A site that is willing to quote other authorities, site sources, and share research backing demonstrates accuracy and credibility. Look also to ensure that the author doesn’t appear to have one specific objective to twist accuracy. 

Purpose (objectivity)

Finally, you will want to look at the purpose of the website. Is it to educate and inform? Or is there a purpose to “sell” you on a specific idea, product, or belief? Does the website seem free of political, ideological, institutional, personal, religious or cultural bias? 

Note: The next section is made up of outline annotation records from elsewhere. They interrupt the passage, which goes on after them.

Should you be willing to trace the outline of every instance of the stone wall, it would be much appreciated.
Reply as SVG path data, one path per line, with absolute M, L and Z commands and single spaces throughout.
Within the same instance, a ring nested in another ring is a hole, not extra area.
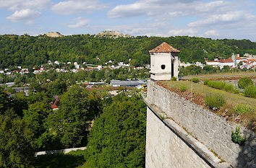
M 210 167 L 149 108 L 146 144 L 146 167 Z
M 198 141 L 232 167 L 256 167 L 256 142 L 255 135 L 252 131 L 235 123 L 226 121 L 211 111 L 203 109 L 152 81 L 148 81 L 148 83 L 146 102 L 148 105 L 158 107 L 159 110 L 164 112 L 166 118 L 172 118 Z M 150 123 L 147 123 L 147 126 L 153 124 L 150 120 L 148 122 Z M 242 135 L 247 137 L 244 146 L 239 146 L 231 141 L 231 131 L 236 126 L 240 126 Z M 167 135 L 166 133 L 166 134 Z M 148 138 L 147 138 L 147 141 Z M 146 155 L 148 152 L 148 151 Z M 182 153 L 183 151 L 180 150 L 179 152 Z

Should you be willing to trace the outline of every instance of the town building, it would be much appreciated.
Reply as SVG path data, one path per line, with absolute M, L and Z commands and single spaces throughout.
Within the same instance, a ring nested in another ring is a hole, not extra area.
M 249 59 L 246 57 L 240 57 L 239 54 L 236 56 L 233 54 L 232 56 L 228 59 L 216 58 L 214 61 L 208 61 L 205 58 L 206 65 L 213 66 L 213 67 L 220 67 L 221 69 L 223 68 L 224 66 L 235 68 L 239 66 L 238 65 L 240 64 L 240 63 L 243 65 L 243 66 L 239 66 L 240 68 L 253 68 L 256 64 L 256 63 L 255 63 L 255 58 Z
M 140 85 L 145 85 L 146 83 L 141 80 L 137 81 L 118 81 L 112 80 L 110 81 L 110 85 L 113 87 L 137 87 Z

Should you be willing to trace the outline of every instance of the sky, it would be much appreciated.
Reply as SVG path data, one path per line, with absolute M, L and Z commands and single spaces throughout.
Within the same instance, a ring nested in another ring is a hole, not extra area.
M 256 0 L 0 0 L 0 34 L 119 31 L 256 42 Z

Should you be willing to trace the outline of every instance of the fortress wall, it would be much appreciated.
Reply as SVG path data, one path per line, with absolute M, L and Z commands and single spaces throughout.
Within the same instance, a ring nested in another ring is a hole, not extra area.
M 225 81 L 227 84 L 233 84 L 235 87 L 238 88 L 238 81 L 239 80 L 224 80 L 223 81 Z M 255 84 L 256 83 L 256 79 L 252 79 L 252 81 L 253 81 L 253 83 Z
M 147 109 L 146 167 L 210 167 Z
M 148 105 L 155 106 L 160 111 L 164 112 L 166 116 L 171 118 L 198 141 L 213 150 L 234 167 L 256 167 L 256 142 L 255 135 L 252 131 L 233 122 L 226 121 L 211 111 L 203 109 L 152 81 L 148 81 L 148 83 L 145 102 Z M 147 118 L 147 129 L 150 129 L 149 125 L 151 124 L 153 125 L 153 121 L 148 120 Z M 236 126 L 240 126 L 240 131 L 247 137 L 246 143 L 243 146 L 231 141 L 231 131 L 235 131 Z M 147 136 L 148 133 L 150 133 L 147 130 Z M 147 137 L 147 143 L 150 141 L 150 137 Z M 155 137 L 152 137 L 153 138 Z M 168 142 L 168 140 L 165 141 Z M 158 144 L 148 143 L 148 145 Z M 146 152 L 148 154 L 148 151 Z M 181 150 L 180 152 L 183 151 Z

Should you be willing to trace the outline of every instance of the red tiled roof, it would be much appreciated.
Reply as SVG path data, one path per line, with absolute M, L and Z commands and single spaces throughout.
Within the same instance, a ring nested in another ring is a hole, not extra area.
M 135 87 L 111 87 L 108 88 L 106 87 L 85 87 L 85 89 L 87 89 L 88 91 L 92 91 L 92 90 L 106 90 L 107 89 L 110 90 L 119 90 L 119 89 L 132 89 L 135 88 Z
M 57 107 L 55 104 L 51 105 L 51 107 L 52 109 L 58 108 L 58 107 Z
M 247 59 L 248 61 L 252 61 L 252 62 L 254 62 L 254 61 L 256 61 L 256 59 Z
M 221 59 L 220 63 L 234 63 L 232 58 L 229 58 L 229 59 Z
M 206 62 L 208 62 L 208 63 L 218 63 L 218 61 L 205 61 Z
M 179 53 L 179 50 L 172 47 L 171 45 L 163 42 L 154 49 L 149 50 L 150 53 Z

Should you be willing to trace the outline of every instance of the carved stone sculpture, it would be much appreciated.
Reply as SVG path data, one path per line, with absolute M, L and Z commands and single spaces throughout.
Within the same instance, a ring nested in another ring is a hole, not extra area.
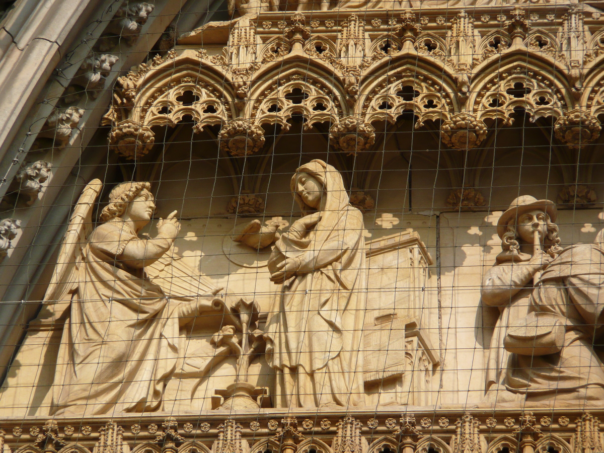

While some cultural or religious bias is alright, depending on the information you are seeking, the more objective a website is, the more you are sure the information is accurate. Does the author acknowledge limitations in the information or their own bias? Is there a stated purpose for the website? Is it fact, opinion, or propaganda? 

Taken all together, you will start to get a feeling for whether the website strives for objectivity or a certain bias, and be able to assess its credibility accordingly. 

Putting It All Together

Website credibility is not a static state and no website is 100% free of bias all the time. Seek out websites that provide the most timely information, from the most trusted sources with reference to your question or concern. 

As information is evolving so quickly, websites need to continuously update their information to reflect the latest research and understanding. Learning to evaluate a website’s credibility puts the power of information in your hands.